Une mise en lumière du lien entre sciences de l’écologie et sciences humaines
Ce qui m’intéresse surtout dans mon travail de formatrice en écothérapie, c’est de vous faire prendre conscience du lien entre les sciences de l’écologie et les sciences humaines, ou plus concrètement, entre le développement durable et le développement personnel.
Arkan Lushwala résume d’une façon très simple et concrète le postulat qu’on ne peut pas prendre soin de la nature si l’humain est “déséquilibré”.
Quand on lui pose la question “quelles actions peut-on réaliser pour sauver la nature et la Terre ?”, il répond :
La question « que pouvons-nous faire » est la seconde question. La première est « Que pouvons-nous être ? », car ce que vous pouvez faire est la conséquence de qui vous êtes. Découvrez ce que vous pouvez être. […] L’action doit naître à l’intérieur de nous, à l’endroit où nous possédons un talent, une intelligence, un pouvoir et une réelle connexion à la sagesse universelle. (source : en anglais dans la vidéo)
En d’autres termes, pour réaliser de bonnes actions dans le cadre du développement durable, il faut être cohérent avec ce qui nous anime profondément.
Mais ne vit-on pas dans une société où nous sommes déconnectés de ce qui est vraiment important pour nous ?

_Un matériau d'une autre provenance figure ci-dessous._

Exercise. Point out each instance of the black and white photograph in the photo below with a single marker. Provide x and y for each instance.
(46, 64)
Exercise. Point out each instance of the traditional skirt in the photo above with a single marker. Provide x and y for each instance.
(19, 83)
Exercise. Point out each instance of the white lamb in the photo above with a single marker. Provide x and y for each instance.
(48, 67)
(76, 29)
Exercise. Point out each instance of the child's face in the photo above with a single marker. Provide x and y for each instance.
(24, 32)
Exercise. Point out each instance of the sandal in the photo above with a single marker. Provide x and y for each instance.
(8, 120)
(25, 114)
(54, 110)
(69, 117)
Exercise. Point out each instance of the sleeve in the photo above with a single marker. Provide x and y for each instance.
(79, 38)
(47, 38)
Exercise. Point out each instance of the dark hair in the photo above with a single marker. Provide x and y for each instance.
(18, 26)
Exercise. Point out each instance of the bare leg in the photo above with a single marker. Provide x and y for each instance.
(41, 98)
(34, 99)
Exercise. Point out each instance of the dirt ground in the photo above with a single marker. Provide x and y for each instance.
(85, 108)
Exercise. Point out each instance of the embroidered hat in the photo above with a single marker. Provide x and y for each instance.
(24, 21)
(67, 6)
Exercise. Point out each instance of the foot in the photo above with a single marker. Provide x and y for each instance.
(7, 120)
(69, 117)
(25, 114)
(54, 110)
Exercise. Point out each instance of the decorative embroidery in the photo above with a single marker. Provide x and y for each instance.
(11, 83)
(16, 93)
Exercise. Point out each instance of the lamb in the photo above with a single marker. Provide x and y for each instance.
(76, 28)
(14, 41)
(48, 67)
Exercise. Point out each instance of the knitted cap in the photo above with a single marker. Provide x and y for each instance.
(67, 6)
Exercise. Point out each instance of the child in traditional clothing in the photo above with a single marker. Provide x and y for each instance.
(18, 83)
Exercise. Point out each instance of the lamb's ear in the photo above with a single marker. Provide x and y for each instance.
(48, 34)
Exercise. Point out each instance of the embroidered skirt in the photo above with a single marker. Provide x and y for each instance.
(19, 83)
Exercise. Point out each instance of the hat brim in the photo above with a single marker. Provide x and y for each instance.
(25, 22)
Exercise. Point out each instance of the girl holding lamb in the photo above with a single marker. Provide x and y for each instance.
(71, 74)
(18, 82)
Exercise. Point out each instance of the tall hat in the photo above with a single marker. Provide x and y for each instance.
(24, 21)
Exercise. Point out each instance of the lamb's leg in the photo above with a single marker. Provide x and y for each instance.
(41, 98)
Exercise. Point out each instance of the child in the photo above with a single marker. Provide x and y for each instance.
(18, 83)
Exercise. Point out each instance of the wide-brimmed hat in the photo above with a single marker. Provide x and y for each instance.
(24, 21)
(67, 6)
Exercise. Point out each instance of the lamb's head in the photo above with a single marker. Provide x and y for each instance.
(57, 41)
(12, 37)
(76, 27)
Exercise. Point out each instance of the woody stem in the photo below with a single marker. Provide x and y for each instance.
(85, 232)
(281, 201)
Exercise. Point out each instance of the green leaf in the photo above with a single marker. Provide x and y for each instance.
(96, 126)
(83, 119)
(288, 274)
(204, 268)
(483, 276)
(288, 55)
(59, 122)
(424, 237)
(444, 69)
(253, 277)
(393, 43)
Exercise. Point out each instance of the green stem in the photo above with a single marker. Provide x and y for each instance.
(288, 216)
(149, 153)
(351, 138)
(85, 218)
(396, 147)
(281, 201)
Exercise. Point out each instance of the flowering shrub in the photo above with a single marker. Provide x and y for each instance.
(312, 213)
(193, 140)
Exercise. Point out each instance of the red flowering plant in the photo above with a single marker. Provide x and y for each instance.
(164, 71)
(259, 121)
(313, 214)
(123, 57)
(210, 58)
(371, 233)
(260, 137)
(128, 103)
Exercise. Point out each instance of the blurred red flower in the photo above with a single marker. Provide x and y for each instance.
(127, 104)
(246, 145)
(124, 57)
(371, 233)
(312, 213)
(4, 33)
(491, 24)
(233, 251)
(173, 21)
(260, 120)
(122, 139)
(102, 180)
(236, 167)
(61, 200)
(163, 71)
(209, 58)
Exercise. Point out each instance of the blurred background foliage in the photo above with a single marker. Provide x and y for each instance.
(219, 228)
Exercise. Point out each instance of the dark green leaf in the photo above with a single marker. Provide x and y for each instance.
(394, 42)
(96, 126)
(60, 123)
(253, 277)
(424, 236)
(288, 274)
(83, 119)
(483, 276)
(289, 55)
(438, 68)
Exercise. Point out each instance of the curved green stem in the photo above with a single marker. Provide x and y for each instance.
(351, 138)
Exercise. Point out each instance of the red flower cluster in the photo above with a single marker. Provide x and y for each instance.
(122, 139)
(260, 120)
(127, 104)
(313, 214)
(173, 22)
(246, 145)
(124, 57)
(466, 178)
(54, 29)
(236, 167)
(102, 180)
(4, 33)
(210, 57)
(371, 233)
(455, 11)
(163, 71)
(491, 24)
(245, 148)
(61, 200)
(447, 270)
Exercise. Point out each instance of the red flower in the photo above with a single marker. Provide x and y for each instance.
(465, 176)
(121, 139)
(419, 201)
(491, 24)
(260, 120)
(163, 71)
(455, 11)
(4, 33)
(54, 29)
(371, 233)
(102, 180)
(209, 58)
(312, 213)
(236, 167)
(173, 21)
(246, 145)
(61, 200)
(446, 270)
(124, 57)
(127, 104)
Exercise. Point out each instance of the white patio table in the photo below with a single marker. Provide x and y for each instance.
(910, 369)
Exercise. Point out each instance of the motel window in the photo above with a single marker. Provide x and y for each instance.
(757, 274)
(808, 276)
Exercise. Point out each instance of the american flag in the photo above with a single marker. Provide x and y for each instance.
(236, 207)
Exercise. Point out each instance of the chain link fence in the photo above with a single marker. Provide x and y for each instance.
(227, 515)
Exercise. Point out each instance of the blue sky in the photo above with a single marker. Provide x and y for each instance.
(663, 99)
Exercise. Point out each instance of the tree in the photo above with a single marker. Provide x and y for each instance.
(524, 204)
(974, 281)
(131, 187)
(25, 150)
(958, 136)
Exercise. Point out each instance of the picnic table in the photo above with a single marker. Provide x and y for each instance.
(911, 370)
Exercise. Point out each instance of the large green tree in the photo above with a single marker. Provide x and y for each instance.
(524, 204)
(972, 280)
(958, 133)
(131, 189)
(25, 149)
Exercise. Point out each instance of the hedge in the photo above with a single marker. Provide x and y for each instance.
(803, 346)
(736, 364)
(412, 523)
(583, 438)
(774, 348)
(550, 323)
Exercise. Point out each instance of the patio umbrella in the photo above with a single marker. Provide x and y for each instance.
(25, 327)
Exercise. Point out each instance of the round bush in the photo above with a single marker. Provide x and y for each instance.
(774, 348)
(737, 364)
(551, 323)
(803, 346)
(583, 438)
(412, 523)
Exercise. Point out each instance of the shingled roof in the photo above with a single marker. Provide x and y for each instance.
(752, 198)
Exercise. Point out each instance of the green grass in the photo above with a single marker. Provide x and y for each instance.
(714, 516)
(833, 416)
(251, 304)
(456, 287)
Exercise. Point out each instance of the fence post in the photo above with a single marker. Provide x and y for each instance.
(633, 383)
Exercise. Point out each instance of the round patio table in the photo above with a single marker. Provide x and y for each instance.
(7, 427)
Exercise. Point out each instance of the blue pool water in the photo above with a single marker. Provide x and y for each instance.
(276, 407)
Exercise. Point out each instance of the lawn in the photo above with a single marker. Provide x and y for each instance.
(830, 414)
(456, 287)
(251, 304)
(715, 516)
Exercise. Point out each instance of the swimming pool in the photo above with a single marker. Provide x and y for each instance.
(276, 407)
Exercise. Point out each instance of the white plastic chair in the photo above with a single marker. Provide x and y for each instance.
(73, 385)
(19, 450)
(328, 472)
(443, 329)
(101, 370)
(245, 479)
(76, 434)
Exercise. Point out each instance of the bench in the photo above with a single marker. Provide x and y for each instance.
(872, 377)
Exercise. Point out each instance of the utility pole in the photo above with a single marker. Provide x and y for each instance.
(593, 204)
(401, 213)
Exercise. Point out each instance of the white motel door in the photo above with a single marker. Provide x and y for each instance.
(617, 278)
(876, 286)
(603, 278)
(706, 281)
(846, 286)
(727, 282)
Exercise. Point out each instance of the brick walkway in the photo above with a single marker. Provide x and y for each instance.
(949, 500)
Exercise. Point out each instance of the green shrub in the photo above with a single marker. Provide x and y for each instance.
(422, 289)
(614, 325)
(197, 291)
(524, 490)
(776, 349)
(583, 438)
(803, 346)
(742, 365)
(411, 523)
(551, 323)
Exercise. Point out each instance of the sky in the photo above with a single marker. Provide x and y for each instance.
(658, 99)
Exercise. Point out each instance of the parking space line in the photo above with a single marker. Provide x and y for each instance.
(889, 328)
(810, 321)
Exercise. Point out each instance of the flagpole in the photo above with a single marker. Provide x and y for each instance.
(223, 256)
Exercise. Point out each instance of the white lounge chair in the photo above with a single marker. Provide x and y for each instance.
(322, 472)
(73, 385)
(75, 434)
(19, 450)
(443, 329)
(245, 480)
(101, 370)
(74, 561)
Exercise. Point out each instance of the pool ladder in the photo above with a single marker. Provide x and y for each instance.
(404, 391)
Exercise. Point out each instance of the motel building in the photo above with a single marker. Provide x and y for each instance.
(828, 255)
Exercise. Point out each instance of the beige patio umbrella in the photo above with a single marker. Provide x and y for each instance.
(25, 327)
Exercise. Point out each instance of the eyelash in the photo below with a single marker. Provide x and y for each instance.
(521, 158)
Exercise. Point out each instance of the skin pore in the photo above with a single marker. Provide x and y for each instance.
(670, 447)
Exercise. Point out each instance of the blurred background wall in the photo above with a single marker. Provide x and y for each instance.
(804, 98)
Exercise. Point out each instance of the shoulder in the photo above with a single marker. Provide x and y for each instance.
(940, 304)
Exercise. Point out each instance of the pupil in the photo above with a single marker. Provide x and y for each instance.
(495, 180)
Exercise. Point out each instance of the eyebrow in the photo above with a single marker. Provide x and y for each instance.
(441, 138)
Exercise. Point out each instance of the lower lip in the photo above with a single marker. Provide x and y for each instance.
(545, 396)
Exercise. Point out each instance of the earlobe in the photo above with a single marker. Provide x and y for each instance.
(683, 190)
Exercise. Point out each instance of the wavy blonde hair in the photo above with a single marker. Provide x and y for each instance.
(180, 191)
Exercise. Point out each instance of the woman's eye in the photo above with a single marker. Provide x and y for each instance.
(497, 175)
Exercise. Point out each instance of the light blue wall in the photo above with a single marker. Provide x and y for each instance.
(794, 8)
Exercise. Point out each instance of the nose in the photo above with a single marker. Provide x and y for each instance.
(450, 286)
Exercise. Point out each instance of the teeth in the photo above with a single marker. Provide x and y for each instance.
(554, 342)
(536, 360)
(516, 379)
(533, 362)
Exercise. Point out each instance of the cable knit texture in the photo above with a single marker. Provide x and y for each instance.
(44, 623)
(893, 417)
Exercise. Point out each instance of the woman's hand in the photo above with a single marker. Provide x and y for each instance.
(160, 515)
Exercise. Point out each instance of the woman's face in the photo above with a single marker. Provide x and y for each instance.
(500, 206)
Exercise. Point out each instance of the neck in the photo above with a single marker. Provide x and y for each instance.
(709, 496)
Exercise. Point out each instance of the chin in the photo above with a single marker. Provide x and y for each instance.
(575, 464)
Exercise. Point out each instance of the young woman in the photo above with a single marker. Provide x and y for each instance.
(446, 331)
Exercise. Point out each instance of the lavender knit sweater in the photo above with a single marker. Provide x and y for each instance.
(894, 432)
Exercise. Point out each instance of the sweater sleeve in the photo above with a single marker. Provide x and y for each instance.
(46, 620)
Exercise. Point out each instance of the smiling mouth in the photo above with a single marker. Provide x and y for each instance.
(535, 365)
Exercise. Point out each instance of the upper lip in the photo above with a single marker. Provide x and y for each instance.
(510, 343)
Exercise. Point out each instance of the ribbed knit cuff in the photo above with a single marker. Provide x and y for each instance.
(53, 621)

Une rupture entre le moi profond et le moi sociétal
Les dépressions, le burn-out, la sensation de ne pas trouver sa place, la prise d’année sabbatique… Ce sont autant de signes qui montrent la rupture entre ce que la société exige de nous et ce dont notre moi profond a réellement besoin pour se sentir bien.
On cherche alors à fuir en faisant des activités qui cherchent à nous réconforter, à nous distraire (voyager, consommer des contenus numériques, rénover son intérieur, consommer et même surconsommer des biens matériels…). Malheureusement, ce sont des activités qui ont une empreinte écologique significative.
L’écothérapie et l’écopsychothérapie, inspirées par la nature et basées sur les lois du vivant, nous permettent de mieux comprendre ce qui nous rend unique et ce qui nous nourrit, nourrit nos dons, nos capacités, nos valeurs pour retrouver cet équilibre et nous reconnecter à l’essentiel.
Bien entendu, l’écopsychothérapie est centrée sur la personne. Il n’y a pas de démarche d’activisme ni de développement durable. Mais en même temps, l’équilibre psychologique qu’on retrouve grâce à la nature nous permet de créer un autre lien avec la nature, un lien plus profond, dans le respect, la gratitude et l’interconnexion. L’émerveillement et l’envie de respecter le vivant et la nature sont donc la conséquence de cette connexion.
Point définition : écothérapie ou écopsychothérapie ?
Personnellement, j’utilise indifféremment les termes écothérapie et écopsychothérapie. Néanmoins, il existe une différence.

L’écothérapie
L’écothérapie désigne les pratiques potentiellement thérapeutiques ou bienfaisantes vécues au contact de la nature (équithérapie, communication animale, sylvothérapie, hortithérapie…). Elle est souvent orientée vers le développement personnel, le bien-être ou encore la gestion du stress dans la nature, mais aussi vers les dysfonctionnements somatiques ou psychiques plutôt que dans le traitement de troubles mentaux graves.

L’écopsychothérapie
L’écopsychothérapie désigne la pratique de la psychothérapie en nature, traitant des troubles psychologiques, émotionnels ou comportementaux (dépression, anxiété, traumatisme, trouble de la personnalité…). Cette définition est réglementée et strictement réservée aux psychologues, psychiatres ou médecins ayant un diplôme en psychothérapie.
Les deux vont inclure l’interdépendance entre l’humain et la nature, qui devient un médiateur ou un co-thérapeute.

Bibliographie
Marie Romanens & Patrick Guérin, Pour une écologie intérieure, Renouer avec le sauvage, 2ème édition, Le Souffle d’Or, 2017.
Marie Romanens & Patrick Guérin, L’écopsychologie. Comment renouer avec la nature pour agir autrement, Editions du Dauphin, 2021.